Es curioso cómo esta vez no me siento desnuda. Ya no recuerdo la última vez que estuve más de cinco minutos sin escuchar música en la calle; siempre terminaba yendo a la primera tienda o metro que tuviese unos audífonos con que sobrevivir hasta el próximo enredo fatal; con algo de suerte, una vez al año me podía permitir unos decentes que me durasen al menos unos tres meses, seis de milagro. Esta era la primera ocasión en años que voluntariamente no escondo mis oídos del apabullante parloteo de esta ciudad y también la primera vez que no me siento vulnerable al hacerlo. Supongo que la sensación de estar desvestida no se halla en la ausencia de “ropa”, sino en la mirada que te atrapa in fraganti; y es que escuchar una canción me protegía de una capa de miradas imaginarias, lascivas, inesperadas o de testigos de Jehová y/o captadores de ONGs que me veían presa fácil, aunque la niña en sus folletos se parecía a mi yo de cinco años, solo que un poco más negra y feliz que yo, en los brazos de un príncipe blanco que la salvaría los segundos en que tomaran la fotografía para Instagram.
Curiosamente, la ciudad aparenta calma un lunes a las ocho y media de la noche, más de lo que me esperaba. También hay que decir que algunos barrios son arritmias continuas, donde la hora no guarda correspondencia con los niveles de ruido. Mientras camino, recuerdo que esta es de esas zonas donde me siento segura y los pocos transeúntes que me encuentro son personas bien ataviadas que salen a cenar o miembros de familia que van a casa. Si afinas el oído, desde los balcones abiertos puedes escuchar platos siendo apilados para poner la mesa. Si te centras en lo que te rodea, tan solo se escucha el ronroneo de algunos coches, el zumbido de una moto, el dulce toque de una pata en el asfalto o el repiqueteo de tacones que esquivan los huecos en la acera. Los pasos hacían crujir una alfombra de cadáveres de hojas asesinadas por este maldito frío que hace de los dientes castañuelas. Hasta los ojos oyen claramente: hace un ruido suave y caliente el humo que sale de la boca del fumador.
Casi nadie dice nada en esta zona y los pocos que lo hacen pronuncian susurros, como confesando al teléfono secretos insondables que estos oídos desnudos no habrían de conocer. Son tan cerrados a veces, no me extraña que cueste abrirse cuando te enfrentas a tantas barreras. Tan solo una chica delante mío habla por teléfono con total normalidad. Me costaría reconocer su conversación como importante si no fuese por algún “mierda” o “yo se lo había dicho”. Vaya ¿Enserio olvidé lo monótona que puede ser la voz de los españoles al hablar? Les falta baile, tono, vidilla. Intento escuchar a las abuelitas que van delante mío o a la pareja que se cuenta el día, pero todos mantienen esa línea sin melodía rota ocasionalmente por algunas risas. Hasta las miradas cruzadas esta noche en esta zona son gratamente inexpresivas. Siempre está la pareja enamorada a la que un semáforo en rojo les recuerda que se aman.

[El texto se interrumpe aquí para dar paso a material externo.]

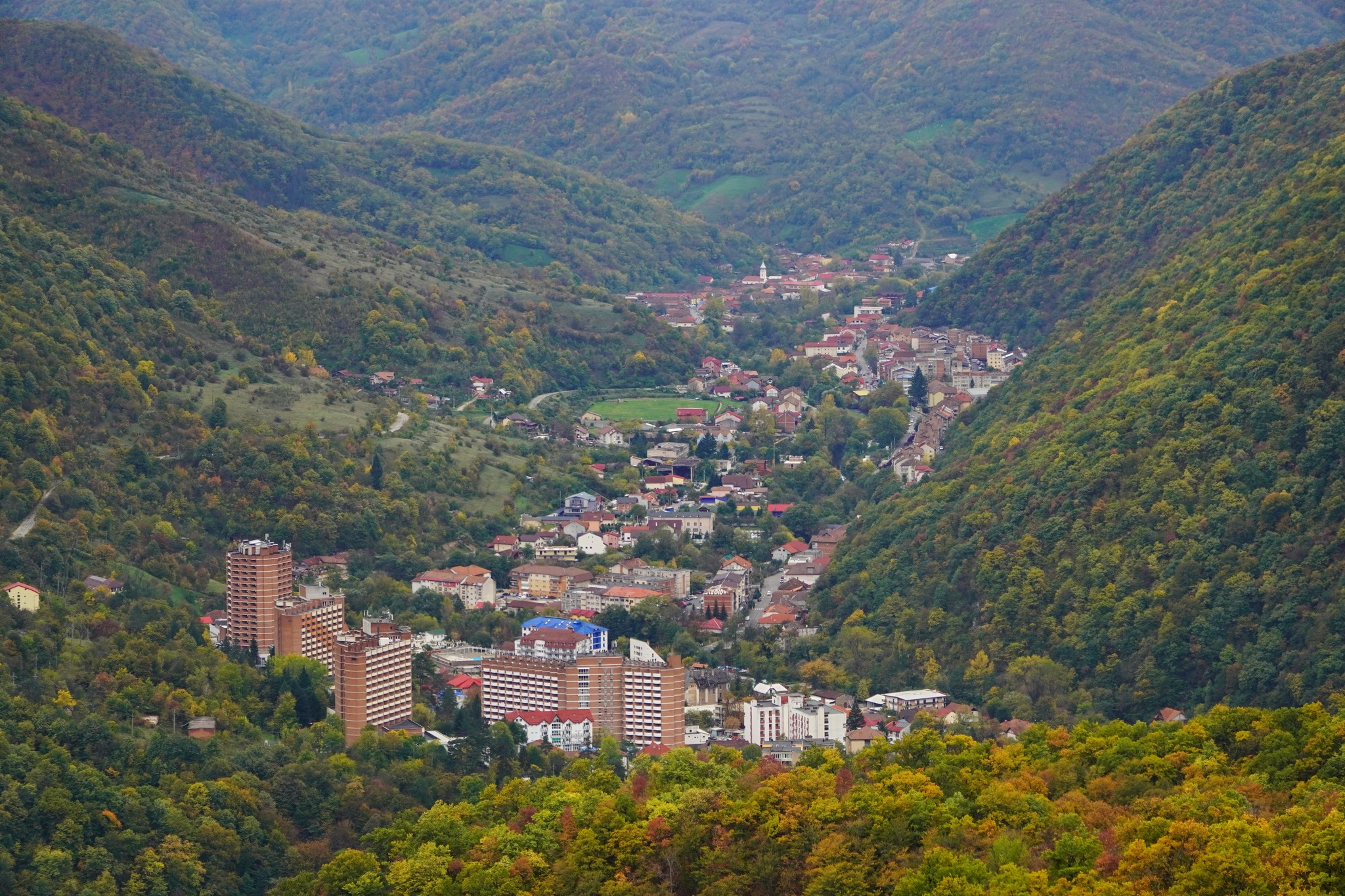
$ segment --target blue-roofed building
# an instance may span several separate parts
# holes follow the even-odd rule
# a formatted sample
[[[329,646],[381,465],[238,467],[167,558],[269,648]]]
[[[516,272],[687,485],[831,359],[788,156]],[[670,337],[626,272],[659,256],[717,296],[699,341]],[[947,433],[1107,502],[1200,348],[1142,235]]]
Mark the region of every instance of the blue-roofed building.
[[[523,634],[529,634],[534,629],[569,629],[577,634],[588,635],[590,647],[594,652],[607,650],[607,629],[596,626],[592,622],[584,622],[582,619],[557,619],[555,617],[535,617],[523,623]]]

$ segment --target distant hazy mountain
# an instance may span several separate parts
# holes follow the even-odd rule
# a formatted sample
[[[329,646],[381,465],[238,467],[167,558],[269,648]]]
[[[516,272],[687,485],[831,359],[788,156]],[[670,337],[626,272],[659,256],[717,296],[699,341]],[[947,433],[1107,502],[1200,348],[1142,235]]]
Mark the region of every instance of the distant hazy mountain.
[[[319,126],[511,145],[826,247],[989,235],[1215,75],[1345,36],[1325,0],[0,11],[112,28]]]
[[[979,650],[1104,716],[1345,684],[1342,89],[1345,44],[1217,82],[921,309],[1041,341],[831,564],[876,689],[932,656],[994,704]]]

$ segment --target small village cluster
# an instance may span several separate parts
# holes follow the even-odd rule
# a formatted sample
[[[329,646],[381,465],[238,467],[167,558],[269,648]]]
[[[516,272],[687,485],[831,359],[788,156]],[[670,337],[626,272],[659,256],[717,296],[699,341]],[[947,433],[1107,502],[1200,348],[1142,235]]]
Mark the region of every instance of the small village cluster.
[[[911,246],[886,249],[896,254]],[[838,266],[812,255],[787,261],[785,274],[771,275],[763,265],[759,277],[725,289],[703,282],[697,293],[632,298],[656,308],[672,326],[701,322],[710,302],[721,300],[722,320],[732,326],[742,298],[798,298],[804,287],[829,292],[837,278],[881,277],[898,263],[885,251],[870,255],[863,266]],[[905,258],[902,263],[958,261]],[[948,422],[1024,359],[1022,352],[971,330],[892,322],[893,301],[880,296],[855,305],[843,320],[829,321],[820,339],[788,349],[787,356],[815,365],[822,359],[822,372],[834,375],[857,399],[882,383],[902,383],[912,396],[911,429],[897,443],[881,446],[881,462],[892,465],[904,482],[916,482],[929,472]],[[391,371],[338,371],[334,376],[390,396],[424,386],[398,380]],[[253,652],[258,660],[297,653],[323,662],[335,681],[336,709],[351,740],[366,725],[451,740],[412,720],[412,656],[418,650],[429,653],[445,692],[459,700],[479,697],[487,720],[515,721],[530,740],[562,750],[584,750],[603,733],[613,733],[648,752],[712,742],[756,744],[791,764],[810,746],[857,751],[873,739],[900,739],[919,712],[944,724],[974,719],[970,707],[935,690],[876,695],[855,708],[854,699],[842,693],[791,690],[722,666],[683,666],[681,657],[664,658],[638,639],[627,639],[617,652],[609,631],[599,625],[608,610],[631,611],[656,599],[675,606],[683,625],[712,641],[736,623],[769,629],[780,638],[815,633],[807,618],[808,596],[846,535],[843,525],[777,545],[769,564],[760,568],[741,556],[725,557],[698,587],[690,570],[629,556],[642,537],[660,531],[705,543],[716,525],[733,525],[748,539],[760,539],[756,514],[788,513],[791,505],[769,501],[769,477],[776,469],[802,465],[803,458],[787,454],[768,462],[737,458],[734,451],[749,423],[760,426],[765,419],[777,435],[788,437],[808,419],[812,408],[804,390],[781,387],[776,379],[732,360],[703,357],[678,387],[694,400],[677,407],[674,419],[611,422],[590,410],[561,433],[521,411],[488,416],[487,424],[511,427],[523,437],[643,447],[629,454],[638,489],[609,500],[578,492],[549,513],[521,516],[514,532],[496,536],[488,547],[510,562],[507,582],[496,582],[480,566],[428,570],[410,582],[413,594],[432,591],[467,609],[525,617],[522,634],[510,645],[487,649],[448,642],[443,633],[413,634],[386,615],[366,615],[359,629],[347,630],[343,595],[315,583],[331,572],[344,576],[348,555],[292,564],[288,544],[265,539],[242,541],[229,553],[227,610],[202,622],[217,642]],[[475,398],[507,398],[488,376],[473,376],[471,390]],[[600,480],[615,473],[607,463],[593,463],[590,472]],[[717,513],[725,505],[734,513]],[[737,516],[744,509],[753,516]],[[613,563],[585,564],[592,570],[577,566],[608,553]],[[15,594],[30,599],[22,588]],[[689,723],[687,713],[702,724]],[[1025,725],[1011,720],[1002,733],[1015,737]]]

Mientras más me acerco al corazón de la ciudad, más se reduce el catalán y aumenta la presencia de inglés, chino, español latino. También chillan a mis ojos las luces vibrantes de las calles principales, decorados que se superponen en combinaciones discordantes, pero que en individual visten de gracia rincones cotidianos. Los tonos de voz se ven forzados a subir, ante los coches que cambian el ronroneo por un rugido, además de algún repartidor de glovo que hace doble-turno como discoteca sobre ruedas. Cada paso que se adentra en el centro es un aumento leve del agobio. Mis pasos desandan el patrón recto y dibujan atajos por recovecos tristemente iluminados donde las voces se tornan rumores, pero donde aún resuena la risa de un niño o las ruedas de un carrito de bebé, porque más arriba los espera una mesa puesta y comida caliente. Aún así, van cambiando de tono las miradas, convirtiéndose el último tramo en un juego de escapismo a esos ojos desconocidos que hacen tanto ruido cuando vas sin audífonos.

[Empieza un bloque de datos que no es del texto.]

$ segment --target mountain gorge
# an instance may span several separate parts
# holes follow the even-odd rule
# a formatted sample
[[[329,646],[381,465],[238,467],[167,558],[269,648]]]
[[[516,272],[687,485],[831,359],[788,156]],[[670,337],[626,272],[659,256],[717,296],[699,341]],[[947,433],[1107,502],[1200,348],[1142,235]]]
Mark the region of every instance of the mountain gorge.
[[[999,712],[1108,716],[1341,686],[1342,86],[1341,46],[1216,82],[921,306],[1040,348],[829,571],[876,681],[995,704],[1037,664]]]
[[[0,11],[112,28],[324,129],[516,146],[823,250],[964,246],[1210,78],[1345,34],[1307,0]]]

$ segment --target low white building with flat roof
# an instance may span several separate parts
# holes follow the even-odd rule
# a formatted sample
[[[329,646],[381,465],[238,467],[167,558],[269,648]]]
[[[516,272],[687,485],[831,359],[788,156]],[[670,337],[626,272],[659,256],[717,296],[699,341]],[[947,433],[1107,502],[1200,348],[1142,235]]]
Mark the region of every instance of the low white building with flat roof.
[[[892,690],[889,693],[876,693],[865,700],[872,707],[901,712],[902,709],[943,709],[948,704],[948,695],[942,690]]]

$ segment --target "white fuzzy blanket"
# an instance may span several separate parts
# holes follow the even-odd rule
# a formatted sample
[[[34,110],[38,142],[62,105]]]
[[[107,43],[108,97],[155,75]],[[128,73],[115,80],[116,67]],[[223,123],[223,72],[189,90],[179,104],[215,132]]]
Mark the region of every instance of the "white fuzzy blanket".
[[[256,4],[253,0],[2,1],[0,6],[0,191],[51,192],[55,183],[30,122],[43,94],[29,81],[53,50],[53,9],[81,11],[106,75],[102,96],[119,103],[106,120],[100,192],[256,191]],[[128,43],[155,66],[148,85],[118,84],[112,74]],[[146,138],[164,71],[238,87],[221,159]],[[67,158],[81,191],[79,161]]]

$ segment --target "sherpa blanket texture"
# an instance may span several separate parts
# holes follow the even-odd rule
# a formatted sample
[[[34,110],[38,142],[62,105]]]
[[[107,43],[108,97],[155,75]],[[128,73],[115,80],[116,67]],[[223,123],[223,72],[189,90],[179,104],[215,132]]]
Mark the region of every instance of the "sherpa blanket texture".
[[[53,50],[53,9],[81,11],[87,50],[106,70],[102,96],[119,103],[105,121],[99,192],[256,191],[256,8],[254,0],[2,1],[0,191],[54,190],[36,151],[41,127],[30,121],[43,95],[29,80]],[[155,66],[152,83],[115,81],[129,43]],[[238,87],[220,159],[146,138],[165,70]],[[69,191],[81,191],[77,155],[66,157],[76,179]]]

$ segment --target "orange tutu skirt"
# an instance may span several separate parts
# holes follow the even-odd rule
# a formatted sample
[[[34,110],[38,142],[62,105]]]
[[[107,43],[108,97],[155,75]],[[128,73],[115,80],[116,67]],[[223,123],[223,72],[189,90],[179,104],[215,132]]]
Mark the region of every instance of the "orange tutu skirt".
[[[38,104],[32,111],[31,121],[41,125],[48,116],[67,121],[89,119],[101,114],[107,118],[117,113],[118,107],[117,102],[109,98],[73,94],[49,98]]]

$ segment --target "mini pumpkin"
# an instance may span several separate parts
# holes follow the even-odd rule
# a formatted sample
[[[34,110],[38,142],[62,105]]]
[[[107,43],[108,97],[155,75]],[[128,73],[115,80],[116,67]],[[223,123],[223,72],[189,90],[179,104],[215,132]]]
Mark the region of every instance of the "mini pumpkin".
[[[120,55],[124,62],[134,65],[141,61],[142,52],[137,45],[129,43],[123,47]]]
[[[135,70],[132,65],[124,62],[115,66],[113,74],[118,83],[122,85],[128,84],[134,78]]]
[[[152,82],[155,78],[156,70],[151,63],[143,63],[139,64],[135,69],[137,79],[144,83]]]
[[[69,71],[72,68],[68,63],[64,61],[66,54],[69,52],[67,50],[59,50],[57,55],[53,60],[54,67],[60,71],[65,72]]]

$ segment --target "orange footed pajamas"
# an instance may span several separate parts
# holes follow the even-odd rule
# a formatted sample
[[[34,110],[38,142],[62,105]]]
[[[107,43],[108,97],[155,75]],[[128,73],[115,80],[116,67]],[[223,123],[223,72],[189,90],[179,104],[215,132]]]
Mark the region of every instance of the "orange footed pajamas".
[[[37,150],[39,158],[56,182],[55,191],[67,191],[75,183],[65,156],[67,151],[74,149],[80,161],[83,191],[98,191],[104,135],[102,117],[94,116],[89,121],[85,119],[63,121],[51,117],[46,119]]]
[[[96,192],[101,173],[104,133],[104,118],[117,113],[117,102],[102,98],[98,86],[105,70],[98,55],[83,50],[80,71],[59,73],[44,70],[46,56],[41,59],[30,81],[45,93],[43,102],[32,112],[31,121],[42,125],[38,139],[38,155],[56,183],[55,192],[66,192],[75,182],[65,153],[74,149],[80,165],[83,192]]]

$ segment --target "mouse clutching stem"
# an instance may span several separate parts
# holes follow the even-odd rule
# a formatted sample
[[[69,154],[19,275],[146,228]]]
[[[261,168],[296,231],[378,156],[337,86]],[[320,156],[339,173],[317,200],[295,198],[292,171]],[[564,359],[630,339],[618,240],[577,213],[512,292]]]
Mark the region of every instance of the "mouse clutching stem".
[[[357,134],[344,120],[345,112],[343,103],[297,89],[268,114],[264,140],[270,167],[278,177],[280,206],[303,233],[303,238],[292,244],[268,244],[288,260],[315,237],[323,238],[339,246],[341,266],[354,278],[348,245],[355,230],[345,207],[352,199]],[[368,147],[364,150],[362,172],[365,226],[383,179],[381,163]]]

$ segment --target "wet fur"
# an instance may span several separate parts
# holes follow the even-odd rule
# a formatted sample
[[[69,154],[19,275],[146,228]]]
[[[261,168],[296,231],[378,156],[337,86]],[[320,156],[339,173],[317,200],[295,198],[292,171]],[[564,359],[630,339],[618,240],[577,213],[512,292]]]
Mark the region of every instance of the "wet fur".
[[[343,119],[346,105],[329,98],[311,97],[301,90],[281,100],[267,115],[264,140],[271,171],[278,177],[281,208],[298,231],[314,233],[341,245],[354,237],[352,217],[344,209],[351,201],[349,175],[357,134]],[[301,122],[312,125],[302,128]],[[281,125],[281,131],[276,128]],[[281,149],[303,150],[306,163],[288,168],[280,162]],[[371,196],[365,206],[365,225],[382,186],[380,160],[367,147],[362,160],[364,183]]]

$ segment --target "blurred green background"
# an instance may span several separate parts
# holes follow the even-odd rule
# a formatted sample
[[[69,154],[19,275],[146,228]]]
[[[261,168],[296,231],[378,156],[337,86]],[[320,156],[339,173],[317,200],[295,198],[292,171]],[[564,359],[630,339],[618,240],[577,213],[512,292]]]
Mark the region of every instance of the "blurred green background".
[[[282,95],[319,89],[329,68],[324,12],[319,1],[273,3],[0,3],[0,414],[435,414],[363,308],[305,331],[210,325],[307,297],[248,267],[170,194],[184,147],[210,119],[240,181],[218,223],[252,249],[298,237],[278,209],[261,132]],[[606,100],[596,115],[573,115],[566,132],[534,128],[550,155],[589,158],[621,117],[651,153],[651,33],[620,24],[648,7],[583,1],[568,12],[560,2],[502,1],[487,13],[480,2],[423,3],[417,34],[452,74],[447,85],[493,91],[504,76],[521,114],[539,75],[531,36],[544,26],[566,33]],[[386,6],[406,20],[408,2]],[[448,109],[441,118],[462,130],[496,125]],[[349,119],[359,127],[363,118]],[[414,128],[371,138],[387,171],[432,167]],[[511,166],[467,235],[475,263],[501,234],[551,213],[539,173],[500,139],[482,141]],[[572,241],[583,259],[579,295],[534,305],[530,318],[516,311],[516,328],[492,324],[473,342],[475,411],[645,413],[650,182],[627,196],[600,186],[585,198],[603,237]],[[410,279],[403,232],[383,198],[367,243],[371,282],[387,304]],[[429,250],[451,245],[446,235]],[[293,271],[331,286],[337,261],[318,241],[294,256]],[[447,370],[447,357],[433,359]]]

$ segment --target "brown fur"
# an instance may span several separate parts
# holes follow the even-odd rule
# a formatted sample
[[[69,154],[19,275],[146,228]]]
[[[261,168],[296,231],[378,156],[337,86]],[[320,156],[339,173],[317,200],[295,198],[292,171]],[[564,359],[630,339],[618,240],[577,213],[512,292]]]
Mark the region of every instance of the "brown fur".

Llego por fin a la esquina de casa. Un mar de rostros y voces se mezclan. Es lo que tiene vivir en un punto neurálgico que más parece coágulo, donde se encuentra medio mundo para irse adentrando en los cientos de microclimas vitales que conviven aquí cualquier día de la semana. Me despido mentalmente de ellos, deslizándome entre conversaciones cada vez más vivaces y el ruido aún más apabullante de mis propios pensamientos tras un paseo semidesnuda por la Barcelona nocturna.